Ball and LLM couldn't rely on any Dragonetti defenses because the lawsuit wasn't based upon advice of counsel and because Ball's belief that the claim might be valid wasn't a reasonable belief based upon knowledgeable analysis, Bernstein said.
 
Marrone said his clients were pleased with the settlement because it affirmed for them that the court system works.
 
"These are hard-working people who started a business and immediately had to start defending a frivolous lawsuit," Marrone said. "Forget about the financial devastation, it's emotional devastation to wake up every day to know someone is trying to shut your business down."
 
Marrone said the $2 million settlement tendered LLM's commerical liability policy limits.
 
LLM defense counsel Thomas J. Cole Jr. of Pepper Hamilton didn't respond to a request for comment.
 
Marrone also said LLM and Ball agreed to withdraw the appeal regarding allegedly confidential documents.
 
Marrone said he's not aware of other Dragonetti cases with plaintiff success on summary judgment.
 
Fitzpatrick Lentz & Bubba's counsel, Arthur "Terry" Lefco of Marshall Dennehey Warner Coleman & Goggin, declined comment on the portion of the case still pending against his clients.
 
Bernstein denied both the defense's and the plaintiff's motions for summary judgment Tuesday.
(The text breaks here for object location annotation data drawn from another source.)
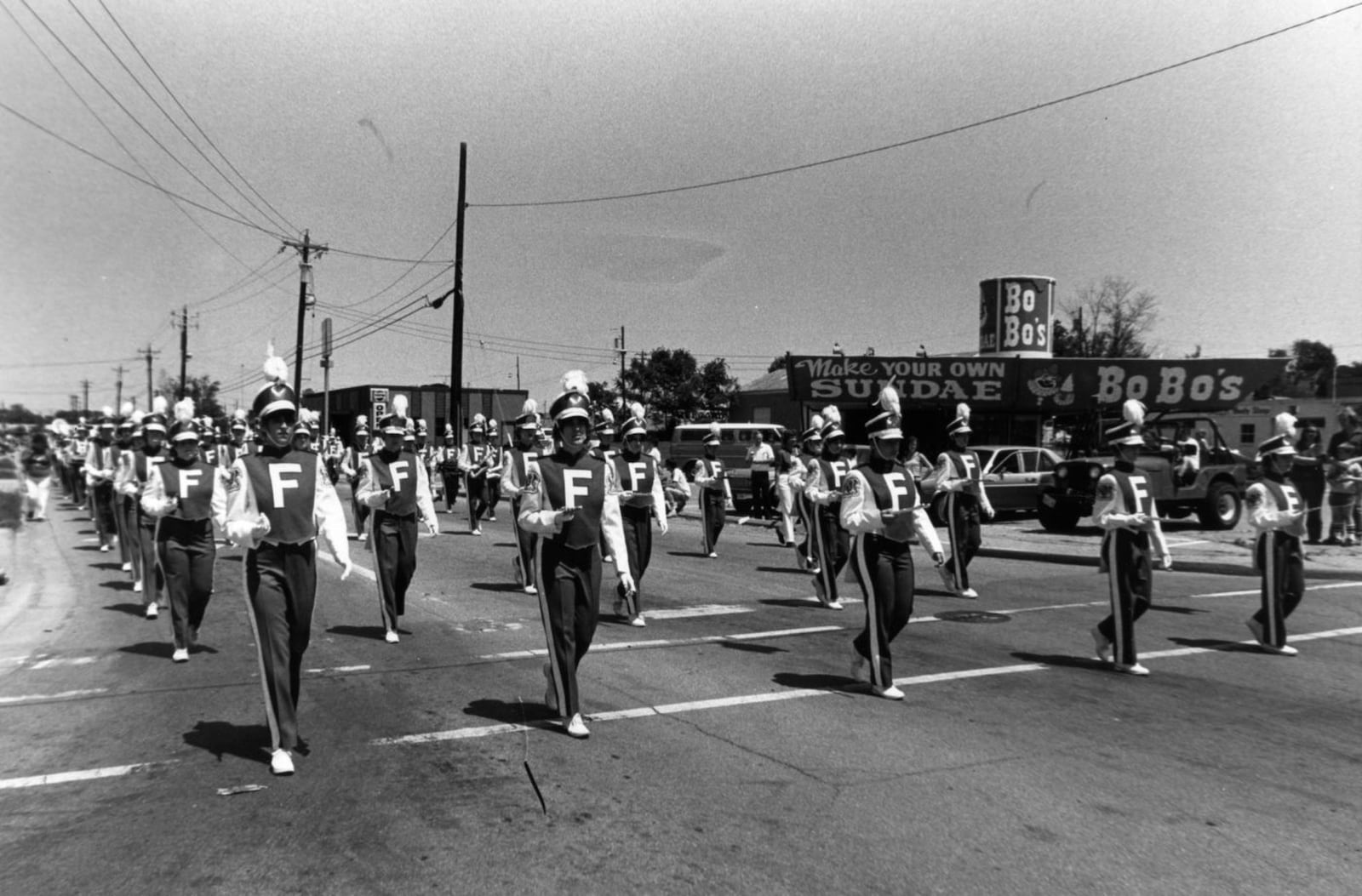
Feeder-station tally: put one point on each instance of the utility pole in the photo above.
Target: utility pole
(456, 340)
(306, 249)
(149, 353)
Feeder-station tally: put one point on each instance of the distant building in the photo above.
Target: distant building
(424, 402)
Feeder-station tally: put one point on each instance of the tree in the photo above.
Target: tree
(203, 390)
(676, 388)
(1107, 320)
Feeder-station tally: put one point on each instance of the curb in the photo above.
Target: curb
(1209, 567)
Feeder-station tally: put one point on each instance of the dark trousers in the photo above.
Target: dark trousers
(1130, 585)
(569, 605)
(281, 587)
(712, 517)
(638, 541)
(760, 494)
(1278, 557)
(187, 551)
(833, 548)
(962, 523)
(884, 571)
(394, 546)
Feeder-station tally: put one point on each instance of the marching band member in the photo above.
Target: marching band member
(395, 488)
(515, 470)
(1124, 508)
(283, 505)
(831, 542)
(960, 476)
(882, 510)
(190, 500)
(715, 494)
(101, 466)
(474, 460)
(1277, 512)
(640, 501)
(134, 474)
(571, 499)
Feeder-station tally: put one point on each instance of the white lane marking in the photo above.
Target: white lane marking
(706, 609)
(66, 778)
(67, 660)
(65, 694)
(673, 642)
(794, 693)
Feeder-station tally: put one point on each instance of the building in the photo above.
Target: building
(424, 402)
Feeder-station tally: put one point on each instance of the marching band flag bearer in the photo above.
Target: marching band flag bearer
(883, 511)
(715, 494)
(1278, 512)
(831, 542)
(571, 499)
(515, 473)
(190, 500)
(1124, 508)
(960, 476)
(395, 488)
(283, 505)
(639, 503)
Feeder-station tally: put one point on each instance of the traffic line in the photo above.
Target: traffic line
(794, 693)
(90, 773)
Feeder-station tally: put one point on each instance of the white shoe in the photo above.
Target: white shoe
(1103, 647)
(281, 762)
(578, 728)
(860, 666)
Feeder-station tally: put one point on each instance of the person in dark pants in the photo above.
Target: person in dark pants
(571, 499)
(515, 473)
(1307, 474)
(283, 505)
(640, 501)
(831, 542)
(715, 494)
(397, 490)
(1125, 510)
(1277, 512)
(960, 476)
(882, 511)
(187, 497)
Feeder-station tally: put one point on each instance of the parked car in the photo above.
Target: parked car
(1012, 476)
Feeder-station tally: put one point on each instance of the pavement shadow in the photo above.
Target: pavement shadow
(1064, 660)
(508, 712)
(224, 739)
(1210, 643)
(372, 632)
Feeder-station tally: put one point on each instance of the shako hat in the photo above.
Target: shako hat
(184, 428)
(1128, 431)
(962, 421)
(572, 401)
(889, 422)
(1280, 442)
(277, 397)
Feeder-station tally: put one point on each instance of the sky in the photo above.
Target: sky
(1229, 187)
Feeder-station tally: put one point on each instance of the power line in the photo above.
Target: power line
(926, 136)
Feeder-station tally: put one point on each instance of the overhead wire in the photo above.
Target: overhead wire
(924, 138)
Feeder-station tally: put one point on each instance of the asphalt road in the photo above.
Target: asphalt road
(730, 752)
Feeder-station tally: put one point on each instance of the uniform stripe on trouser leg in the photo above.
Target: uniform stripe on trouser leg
(255, 633)
(865, 578)
(560, 688)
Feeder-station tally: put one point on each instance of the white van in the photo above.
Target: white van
(735, 439)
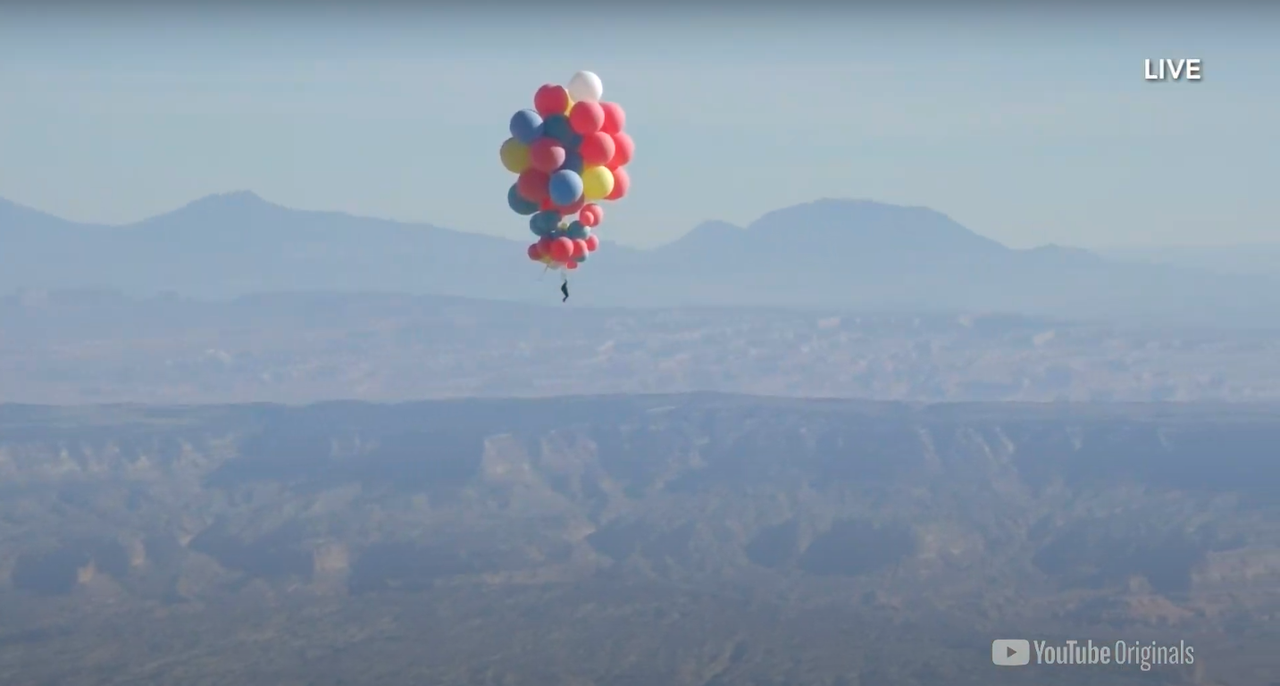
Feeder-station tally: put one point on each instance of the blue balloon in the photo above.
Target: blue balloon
(557, 127)
(544, 223)
(519, 204)
(565, 187)
(526, 126)
(572, 161)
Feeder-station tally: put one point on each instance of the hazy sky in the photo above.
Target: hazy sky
(1027, 127)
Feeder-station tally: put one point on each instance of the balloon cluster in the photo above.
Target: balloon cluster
(568, 154)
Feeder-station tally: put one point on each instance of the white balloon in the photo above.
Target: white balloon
(585, 87)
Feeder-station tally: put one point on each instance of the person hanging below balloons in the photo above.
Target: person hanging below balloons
(568, 155)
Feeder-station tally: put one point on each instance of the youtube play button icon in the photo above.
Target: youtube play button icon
(1010, 652)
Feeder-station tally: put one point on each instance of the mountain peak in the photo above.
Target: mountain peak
(868, 227)
(234, 206)
(232, 199)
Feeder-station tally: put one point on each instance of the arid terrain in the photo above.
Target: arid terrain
(694, 539)
(67, 348)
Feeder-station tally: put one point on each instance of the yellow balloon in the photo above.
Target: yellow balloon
(597, 182)
(515, 155)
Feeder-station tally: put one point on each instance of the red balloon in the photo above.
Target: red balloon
(621, 182)
(547, 155)
(625, 146)
(597, 149)
(531, 184)
(586, 118)
(572, 209)
(551, 99)
(613, 118)
(592, 215)
(562, 250)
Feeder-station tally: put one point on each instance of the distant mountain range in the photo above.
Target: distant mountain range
(826, 254)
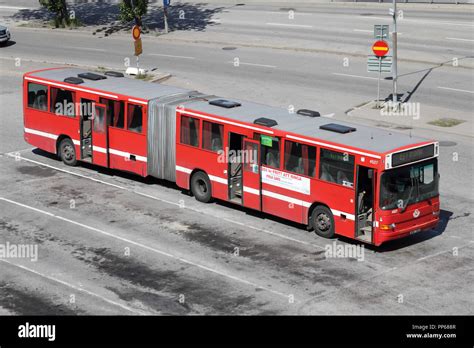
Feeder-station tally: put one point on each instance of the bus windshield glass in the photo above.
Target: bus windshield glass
(409, 184)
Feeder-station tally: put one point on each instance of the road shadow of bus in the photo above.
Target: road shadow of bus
(445, 215)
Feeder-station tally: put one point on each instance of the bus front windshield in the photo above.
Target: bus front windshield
(410, 184)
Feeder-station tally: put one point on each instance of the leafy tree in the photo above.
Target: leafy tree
(133, 10)
(59, 8)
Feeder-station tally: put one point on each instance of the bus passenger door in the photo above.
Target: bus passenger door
(100, 144)
(365, 207)
(251, 174)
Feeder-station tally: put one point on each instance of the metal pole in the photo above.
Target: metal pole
(394, 44)
(377, 104)
(165, 15)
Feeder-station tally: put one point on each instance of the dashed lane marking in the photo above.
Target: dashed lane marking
(157, 251)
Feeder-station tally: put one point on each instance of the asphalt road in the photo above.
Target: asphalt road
(112, 243)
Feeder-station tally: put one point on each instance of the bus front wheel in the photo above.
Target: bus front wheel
(201, 187)
(67, 152)
(322, 221)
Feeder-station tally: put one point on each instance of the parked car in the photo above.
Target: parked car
(4, 34)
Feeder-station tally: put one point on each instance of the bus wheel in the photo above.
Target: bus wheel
(322, 222)
(67, 151)
(201, 187)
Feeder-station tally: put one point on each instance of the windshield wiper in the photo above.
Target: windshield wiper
(404, 207)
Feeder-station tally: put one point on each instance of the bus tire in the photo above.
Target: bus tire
(201, 187)
(322, 221)
(67, 152)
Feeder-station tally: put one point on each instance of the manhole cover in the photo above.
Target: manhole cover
(447, 143)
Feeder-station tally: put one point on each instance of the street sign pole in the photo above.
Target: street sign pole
(377, 104)
(166, 3)
(394, 54)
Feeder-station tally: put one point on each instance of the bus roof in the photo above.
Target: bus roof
(364, 137)
(121, 85)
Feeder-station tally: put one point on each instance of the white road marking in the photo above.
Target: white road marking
(421, 21)
(358, 76)
(12, 154)
(170, 56)
(286, 13)
(2, 7)
(253, 64)
(75, 287)
(85, 48)
(370, 31)
(458, 39)
(456, 89)
(291, 25)
(157, 251)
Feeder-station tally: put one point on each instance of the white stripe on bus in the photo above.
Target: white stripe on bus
(95, 148)
(217, 179)
(251, 190)
(333, 146)
(71, 87)
(183, 111)
(270, 194)
(286, 198)
(137, 101)
(184, 170)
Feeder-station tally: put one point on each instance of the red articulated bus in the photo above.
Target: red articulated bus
(339, 178)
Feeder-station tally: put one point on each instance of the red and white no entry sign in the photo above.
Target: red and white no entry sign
(380, 48)
(136, 32)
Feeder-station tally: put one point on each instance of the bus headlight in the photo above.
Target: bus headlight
(387, 227)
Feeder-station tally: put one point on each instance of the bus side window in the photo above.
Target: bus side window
(270, 152)
(37, 96)
(189, 131)
(212, 134)
(62, 102)
(135, 118)
(300, 158)
(115, 112)
(336, 167)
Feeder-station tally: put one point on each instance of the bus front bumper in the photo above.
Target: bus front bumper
(385, 236)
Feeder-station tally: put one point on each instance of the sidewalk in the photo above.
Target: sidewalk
(417, 115)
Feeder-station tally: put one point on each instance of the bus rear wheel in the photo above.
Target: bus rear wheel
(201, 187)
(67, 152)
(322, 221)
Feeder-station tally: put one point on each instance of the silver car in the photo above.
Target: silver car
(4, 34)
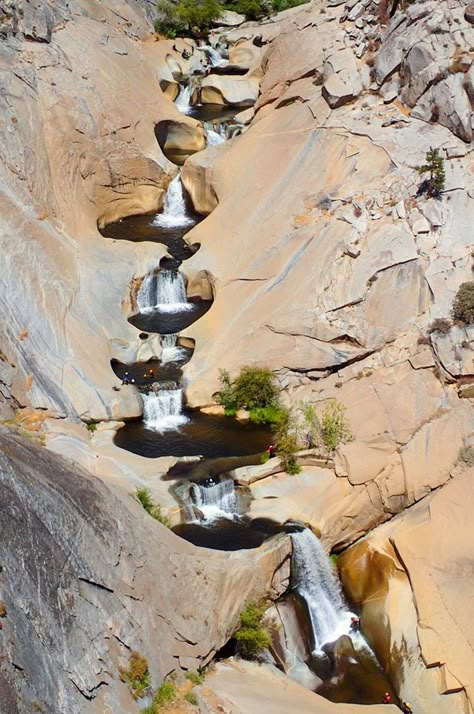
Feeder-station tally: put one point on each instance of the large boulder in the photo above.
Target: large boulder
(411, 578)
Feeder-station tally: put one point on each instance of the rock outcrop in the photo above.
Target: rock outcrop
(87, 577)
(413, 579)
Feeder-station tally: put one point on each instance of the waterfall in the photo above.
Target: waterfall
(183, 100)
(162, 410)
(170, 351)
(216, 501)
(215, 137)
(164, 291)
(317, 584)
(174, 211)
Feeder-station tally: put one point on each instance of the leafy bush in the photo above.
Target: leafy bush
(137, 675)
(434, 166)
(267, 415)
(195, 677)
(143, 496)
(191, 698)
(254, 388)
(463, 305)
(440, 324)
(252, 636)
(335, 428)
(189, 17)
(466, 454)
(326, 430)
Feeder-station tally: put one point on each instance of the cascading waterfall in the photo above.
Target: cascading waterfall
(317, 584)
(216, 501)
(183, 100)
(164, 291)
(170, 350)
(215, 57)
(162, 410)
(174, 211)
(216, 134)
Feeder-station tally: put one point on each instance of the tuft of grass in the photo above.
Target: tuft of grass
(195, 678)
(143, 496)
(252, 636)
(191, 698)
(466, 455)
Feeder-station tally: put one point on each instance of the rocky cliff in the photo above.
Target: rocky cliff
(87, 577)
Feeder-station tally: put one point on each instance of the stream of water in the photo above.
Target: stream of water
(316, 582)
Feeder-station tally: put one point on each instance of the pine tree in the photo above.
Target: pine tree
(435, 167)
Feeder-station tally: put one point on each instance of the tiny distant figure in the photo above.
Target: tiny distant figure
(355, 624)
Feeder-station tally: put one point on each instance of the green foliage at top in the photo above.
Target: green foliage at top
(255, 388)
(463, 305)
(186, 17)
(335, 429)
(195, 677)
(196, 17)
(143, 496)
(252, 636)
(434, 166)
(136, 675)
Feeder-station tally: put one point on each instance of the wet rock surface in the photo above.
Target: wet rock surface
(87, 577)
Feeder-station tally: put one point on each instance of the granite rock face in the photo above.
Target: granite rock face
(87, 577)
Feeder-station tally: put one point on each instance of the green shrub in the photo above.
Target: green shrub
(164, 695)
(195, 677)
(466, 455)
(252, 636)
(434, 166)
(143, 496)
(463, 305)
(189, 17)
(287, 448)
(137, 675)
(267, 415)
(254, 388)
(191, 698)
(335, 429)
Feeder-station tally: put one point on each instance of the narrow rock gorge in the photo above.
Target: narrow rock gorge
(288, 194)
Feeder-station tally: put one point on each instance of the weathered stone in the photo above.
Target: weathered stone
(453, 106)
(86, 556)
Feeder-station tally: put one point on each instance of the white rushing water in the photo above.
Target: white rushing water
(170, 350)
(183, 100)
(317, 583)
(215, 137)
(217, 501)
(174, 211)
(164, 291)
(163, 410)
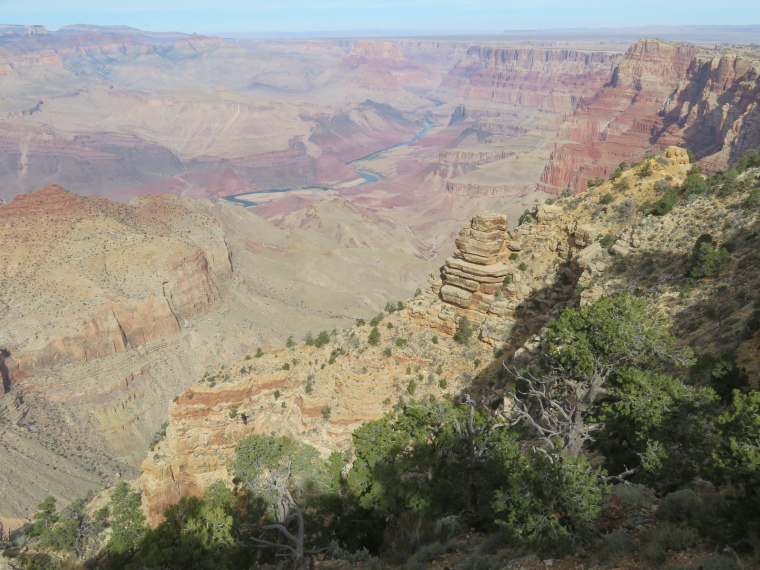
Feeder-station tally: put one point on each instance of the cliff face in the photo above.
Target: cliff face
(322, 397)
(714, 110)
(107, 311)
(528, 76)
(509, 284)
(183, 283)
(660, 94)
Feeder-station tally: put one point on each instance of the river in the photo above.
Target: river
(244, 198)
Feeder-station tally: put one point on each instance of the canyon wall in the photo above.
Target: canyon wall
(108, 311)
(660, 94)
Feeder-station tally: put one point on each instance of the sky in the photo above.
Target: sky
(236, 16)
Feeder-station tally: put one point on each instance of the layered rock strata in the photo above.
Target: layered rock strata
(499, 278)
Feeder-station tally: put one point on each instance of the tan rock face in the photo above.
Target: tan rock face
(315, 401)
(108, 311)
(498, 278)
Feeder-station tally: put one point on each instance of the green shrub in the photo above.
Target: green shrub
(645, 171)
(753, 200)
(322, 339)
(706, 257)
(665, 204)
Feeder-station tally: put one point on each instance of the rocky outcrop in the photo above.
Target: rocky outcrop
(318, 395)
(714, 110)
(108, 311)
(660, 94)
(501, 279)
(527, 76)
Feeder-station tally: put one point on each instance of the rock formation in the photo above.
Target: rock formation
(108, 311)
(664, 92)
(319, 395)
(499, 278)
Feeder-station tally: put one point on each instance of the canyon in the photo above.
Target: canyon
(507, 280)
(127, 277)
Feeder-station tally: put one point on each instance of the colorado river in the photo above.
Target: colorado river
(245, 198)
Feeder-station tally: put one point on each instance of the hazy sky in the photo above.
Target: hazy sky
(218, 16)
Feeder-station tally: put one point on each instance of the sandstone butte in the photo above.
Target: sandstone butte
(323, 394)
(660, 94)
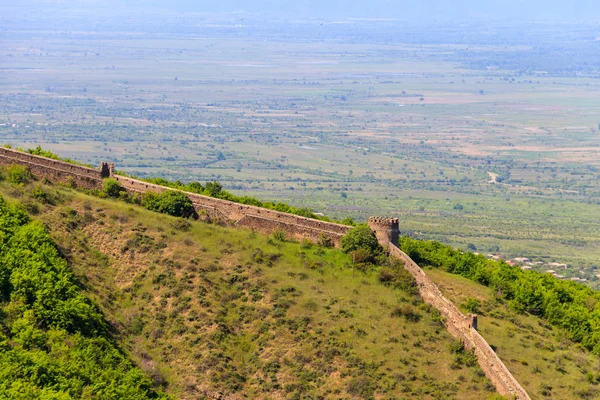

According to the docket, Bernstein said both sides failed to carry their burden of proof to support summary judgment and the case involves a genuine issue of material fact regarding what the attorney defendants knew before initiating and continuing the underlying trade secrets case.
 
According to Fitzpatrick Lentz's memorandum of law in support of its summary judgment motion, its attorneys didn't act with gross negligence and primarily for an improper purpose.
 
The attorneys also relied on the report from their client that Wallover had signed a restricted covenant, according to the motion. The assumption that Wallover had signed the covenant was made because, according to LLM practice, every LLM employee signs a noncompetitive covenant in order to be employed, court papers said.
 
According to court papers, LLM assumed Wallover had signed a covenant at his hiring date in 2000 until a review of personnel files in 2002 revealed he hadn't signed a covenant; it was then that Wallover refused to sign a noncompete agreement and Wallover was fired.
 
The attorneys also argued the Dragonetti Act is unconstitutional when applied to lawyers and law firms, court papers said.
 
Marrone said the law firm should explain why it shouldn't be held responsible for participating in a lawsuit that Bernstein already determined was frivolous.
 
Thomas Martin, also of Feldman Shepherd, was plaintiff co-counsel.